Human herpesvirus-6 (HHV-6) DNA in plasma reflects the presence of infected blood cells rather than circulating viral particles.

BACKGROUND: The presence of HHV-6 DNA in plasma or serum is considered a good marker of active infection. However, it is ignored whether this DNA corresponds to virus particles produced by lymphoid tissue infection or virus-free DNA released from infected circulating blood cells.
OBJECTIVES: To investigate whether HHV-6 DNA in whole plasma is nonencapsidated and its amount is correlated to cellular and human herpesvirus-7 (HHV-7) DNA loads in plasma subfractions as well as in corresponding peripheral blood mononuclear cells (PBMCs). STUDY
DESIGN: Whole plasma samples from immunocompromised patients were submitted to a DNase-resistance test. Plasma samples from a second group of patients were split up into three subfractions: P1 (pellet of clarification), P2 (pellet of ultracentrifugation), and S (supernatant of ultracentrifugation). HHV-6, HHV-7, and cellular DNA loads were determined in each fraction and PBMCs using specific real-time PCR.
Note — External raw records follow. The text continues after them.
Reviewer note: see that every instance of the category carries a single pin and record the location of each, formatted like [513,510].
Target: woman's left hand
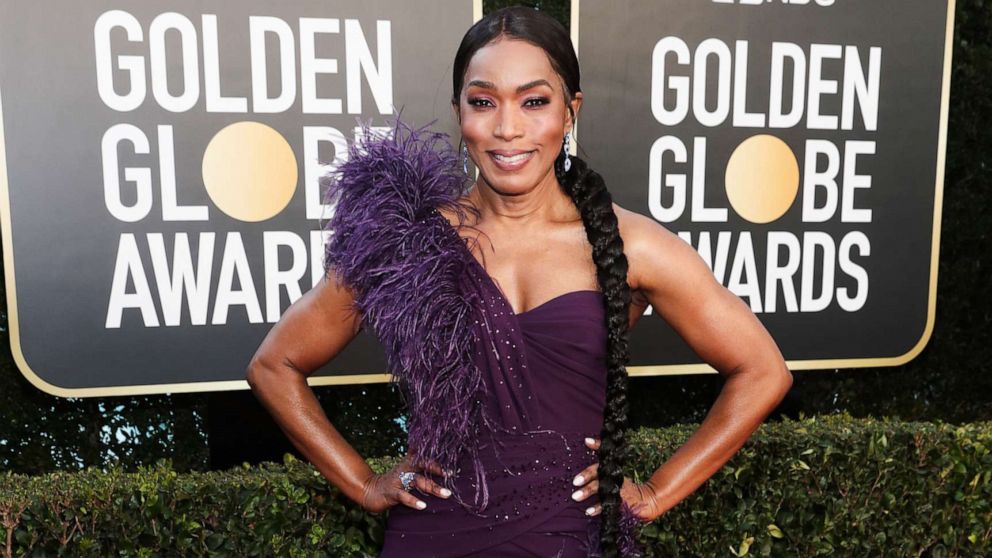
[639,496]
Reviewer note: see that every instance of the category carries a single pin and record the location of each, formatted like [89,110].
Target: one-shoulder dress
[545,372]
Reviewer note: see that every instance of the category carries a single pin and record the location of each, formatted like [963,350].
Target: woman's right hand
[383,491]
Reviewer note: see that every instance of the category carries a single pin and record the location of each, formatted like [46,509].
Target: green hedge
[823,486]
RESULTS: Among 14 whole plasma samples, the majority of HHV-6 DNA detected was unprotected against DNase, i.e. nonencapsidated. The study of 35 other plasma samples revealed that cellular DNA was present in all subfractions from all samples whereas HHV-6 DNA was detected in 13 P1, 12 P2, 10 S fractions, and HHV-7 DNA in only one P1 fraction. Accordingly, median HHV-6 DNA load was significantly higher in P1 than in P2 and S fractions. The detection of HHV-6 DNA in plasma subfractions was statistically associated with a higher HHV-6 viral load in PBMCs (p<or=0.0003).
CONCLUSIONS: Taken together, these data tend to favour the hypothesis of a release of HHV-6 and cellular DNA into plasma following the lysis of infected PBMCs. HHV-6 DNA in plasma does not necessarily reflect the amount of virus produced by the active infection of distant lymphoid tissue and organs.